AST-level diffs and merges


AST diff and merge algorithms allow to resolve conflicts which cannot be resolved by usual git. For example changes in the same row or moving blocks of code into other places or variables renames. It may be useful to store not text diffs, but AST ones. Of course with fallback to raw text or binary when the lang is unknown.

https://github.com/koczkatamas/onelang - is an abstract ast for all langs with specifying languages in yaml and transpiling the code on them to each other
https://github.com/GumTreeDiff/gumtree - ast diff tool


Thanks for the constructive comment! Could you provide an explanation of why you think the current Pijul could not handle this, and how that could work with our current algorithm?


In fact I have not tried pijul yet, all the things are from my git experience, and since, I guess (am I right?) that pijul is also line-oriented (as git is), I thought that it may have the same troubles git has. But since pijul is not mature and stable like enough, it can introduce breaking changes and innovations, like AST-based diffs.


Pijul is not line-oriented (at least in the sense that Git is) - that’s the key difference. Although it is not at level of understanding different programming for conflict resolution, the internal file representation has an explicit modeling of conflicts (that you can then resolve).

I’d recommend reading:

it’s a good explanation of how conflicts are handled in Pijul.


I have already read this, thisI guess won’t help much for automatic conflict resolution.
version a

def a(b, d):
  return b+d

Version b

def a(b, c):
  return b+c

version c

def a(a, d):
  return a+d


How should d look like? I guess

def a(a, c):
  return a+c

I guess neither pijul nor git can deal with it.

Another example is code style change without changing meaning of the code and then merging 2 branches one before style change another one is after.

Another use case is subtree moving. We move a subtree into another tree. An then someone edits that subtree unmoved and tries to merge, obviously this will lead to conflict. But if we trac subtrees we can apply the changes he made to the moved subtree.

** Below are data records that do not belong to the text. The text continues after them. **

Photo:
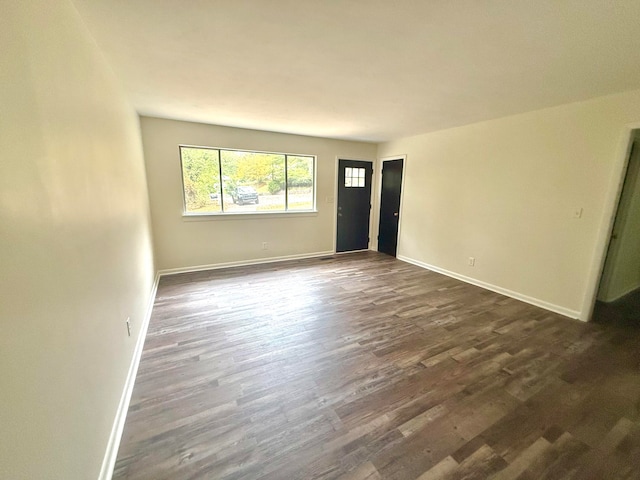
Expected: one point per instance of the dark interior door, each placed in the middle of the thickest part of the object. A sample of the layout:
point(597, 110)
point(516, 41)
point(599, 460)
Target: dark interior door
point(390, 206)
point(354, 205)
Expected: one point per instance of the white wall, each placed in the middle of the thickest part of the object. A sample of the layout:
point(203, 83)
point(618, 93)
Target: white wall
point(185, 242)
point(622, 270)
point(505, 192)
point(75, 245)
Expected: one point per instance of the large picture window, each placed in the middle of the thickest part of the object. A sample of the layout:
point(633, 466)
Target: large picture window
point(219, 180)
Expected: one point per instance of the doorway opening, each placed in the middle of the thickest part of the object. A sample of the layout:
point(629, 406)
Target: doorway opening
point(618, 294)
point(354, 205)
point(391, 191)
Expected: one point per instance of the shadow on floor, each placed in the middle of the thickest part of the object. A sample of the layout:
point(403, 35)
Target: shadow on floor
point(624, 311)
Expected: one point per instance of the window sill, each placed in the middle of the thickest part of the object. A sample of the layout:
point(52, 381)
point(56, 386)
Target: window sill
point(206, 217)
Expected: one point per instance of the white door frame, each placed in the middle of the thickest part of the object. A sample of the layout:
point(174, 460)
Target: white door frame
point(605, 231)
point(335, 197)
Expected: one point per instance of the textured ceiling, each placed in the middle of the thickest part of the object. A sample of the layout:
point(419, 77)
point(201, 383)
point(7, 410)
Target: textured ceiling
point(364, 69)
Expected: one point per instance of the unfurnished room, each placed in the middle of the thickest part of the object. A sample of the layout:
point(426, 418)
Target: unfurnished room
point(320, 240)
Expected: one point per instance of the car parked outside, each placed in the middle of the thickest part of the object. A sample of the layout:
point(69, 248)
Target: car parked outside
point(245, 194)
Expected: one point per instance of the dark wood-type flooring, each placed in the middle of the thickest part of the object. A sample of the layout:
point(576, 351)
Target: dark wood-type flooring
point(365, 367)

It’s an interesting idea, but I think it’s out of scope for Pijul (in its current form at least).

I could see it fitting in as a hook feature of sorts. If Pijul would provide a “merge” hook, then the conflict resolution scheme could employ knowledge of the AST to come with smarter suggestions.

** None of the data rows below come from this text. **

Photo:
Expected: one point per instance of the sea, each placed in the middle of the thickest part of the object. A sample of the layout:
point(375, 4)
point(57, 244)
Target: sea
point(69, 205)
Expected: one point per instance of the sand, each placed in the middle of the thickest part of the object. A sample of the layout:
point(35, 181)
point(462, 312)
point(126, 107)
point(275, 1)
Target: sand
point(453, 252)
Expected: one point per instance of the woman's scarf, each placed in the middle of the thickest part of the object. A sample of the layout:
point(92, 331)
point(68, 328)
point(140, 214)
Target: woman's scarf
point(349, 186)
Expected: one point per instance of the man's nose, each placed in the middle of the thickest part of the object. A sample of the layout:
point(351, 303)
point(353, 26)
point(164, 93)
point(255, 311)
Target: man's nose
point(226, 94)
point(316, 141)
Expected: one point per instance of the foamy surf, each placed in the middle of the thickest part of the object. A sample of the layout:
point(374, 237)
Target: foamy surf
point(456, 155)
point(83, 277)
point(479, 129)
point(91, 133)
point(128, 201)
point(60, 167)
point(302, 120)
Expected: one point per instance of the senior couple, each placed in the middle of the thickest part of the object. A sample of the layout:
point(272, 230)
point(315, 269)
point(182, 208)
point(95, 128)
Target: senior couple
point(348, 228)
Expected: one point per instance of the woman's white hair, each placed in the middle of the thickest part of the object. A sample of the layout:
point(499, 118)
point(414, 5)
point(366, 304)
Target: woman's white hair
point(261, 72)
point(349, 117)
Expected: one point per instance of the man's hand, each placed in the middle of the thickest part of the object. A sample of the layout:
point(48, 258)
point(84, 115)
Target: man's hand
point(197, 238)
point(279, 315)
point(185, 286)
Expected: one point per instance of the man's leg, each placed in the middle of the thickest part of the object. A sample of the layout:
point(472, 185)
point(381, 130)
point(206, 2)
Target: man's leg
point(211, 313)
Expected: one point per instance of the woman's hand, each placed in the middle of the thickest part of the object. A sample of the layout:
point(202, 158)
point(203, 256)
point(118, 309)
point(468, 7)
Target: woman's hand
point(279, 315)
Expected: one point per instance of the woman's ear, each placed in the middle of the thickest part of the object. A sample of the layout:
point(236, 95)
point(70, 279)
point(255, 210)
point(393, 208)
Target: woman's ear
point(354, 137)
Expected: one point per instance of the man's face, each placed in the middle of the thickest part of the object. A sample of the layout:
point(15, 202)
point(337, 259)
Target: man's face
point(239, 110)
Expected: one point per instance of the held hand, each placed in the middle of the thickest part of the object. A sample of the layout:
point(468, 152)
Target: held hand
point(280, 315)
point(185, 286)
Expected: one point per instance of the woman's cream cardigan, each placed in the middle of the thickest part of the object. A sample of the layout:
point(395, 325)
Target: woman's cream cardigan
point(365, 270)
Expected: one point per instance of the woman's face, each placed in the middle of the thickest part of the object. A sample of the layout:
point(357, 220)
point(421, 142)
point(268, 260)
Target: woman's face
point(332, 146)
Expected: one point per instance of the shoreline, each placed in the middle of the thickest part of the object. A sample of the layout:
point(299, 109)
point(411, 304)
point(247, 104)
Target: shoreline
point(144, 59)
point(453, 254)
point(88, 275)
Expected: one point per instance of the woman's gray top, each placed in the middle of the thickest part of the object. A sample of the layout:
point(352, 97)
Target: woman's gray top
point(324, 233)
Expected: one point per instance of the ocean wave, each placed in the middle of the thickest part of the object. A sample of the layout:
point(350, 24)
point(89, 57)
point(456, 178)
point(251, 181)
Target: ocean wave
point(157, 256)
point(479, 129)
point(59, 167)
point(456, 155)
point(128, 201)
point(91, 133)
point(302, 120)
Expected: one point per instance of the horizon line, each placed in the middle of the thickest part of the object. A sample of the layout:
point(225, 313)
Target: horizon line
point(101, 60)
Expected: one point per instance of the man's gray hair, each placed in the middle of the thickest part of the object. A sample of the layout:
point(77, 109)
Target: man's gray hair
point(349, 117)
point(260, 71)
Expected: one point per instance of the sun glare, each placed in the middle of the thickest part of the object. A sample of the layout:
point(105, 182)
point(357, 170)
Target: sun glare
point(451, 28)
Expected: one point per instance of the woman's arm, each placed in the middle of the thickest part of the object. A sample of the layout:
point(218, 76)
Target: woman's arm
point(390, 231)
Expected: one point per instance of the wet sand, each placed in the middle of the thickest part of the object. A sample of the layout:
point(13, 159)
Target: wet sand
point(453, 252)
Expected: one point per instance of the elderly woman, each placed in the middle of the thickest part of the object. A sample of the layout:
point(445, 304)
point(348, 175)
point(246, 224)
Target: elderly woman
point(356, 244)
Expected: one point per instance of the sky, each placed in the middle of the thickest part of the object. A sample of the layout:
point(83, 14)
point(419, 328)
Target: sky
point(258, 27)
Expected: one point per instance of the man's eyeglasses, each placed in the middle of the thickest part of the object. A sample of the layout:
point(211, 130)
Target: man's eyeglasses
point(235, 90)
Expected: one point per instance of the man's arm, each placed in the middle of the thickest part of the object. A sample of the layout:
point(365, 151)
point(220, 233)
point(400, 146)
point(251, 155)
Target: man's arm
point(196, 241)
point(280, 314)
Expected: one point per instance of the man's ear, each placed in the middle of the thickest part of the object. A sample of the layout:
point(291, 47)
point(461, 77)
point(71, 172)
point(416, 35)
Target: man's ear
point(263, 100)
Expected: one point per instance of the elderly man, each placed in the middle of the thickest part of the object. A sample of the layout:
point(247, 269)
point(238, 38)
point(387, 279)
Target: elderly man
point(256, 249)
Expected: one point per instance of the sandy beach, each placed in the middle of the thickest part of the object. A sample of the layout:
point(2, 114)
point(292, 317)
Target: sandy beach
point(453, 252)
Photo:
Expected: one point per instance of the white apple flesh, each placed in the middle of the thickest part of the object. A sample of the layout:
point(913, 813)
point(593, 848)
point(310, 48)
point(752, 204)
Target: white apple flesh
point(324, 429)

Storing the code as an AST (and history as a spatiotemporal graphc) internally has some benefits such as lesser size and immediate answer on queries “which patches have affected this symbol” or “which patches affect contol flow touching that symbol”.


That’s really great, everybody knows that. We could also write diff algorithms for other structures than trees: why not arbitrary graphs? Sets? Continuous functions?

The main problem here is, unless you have a concrete proposal for how to adapt our theory to trees, we cannot implement this now.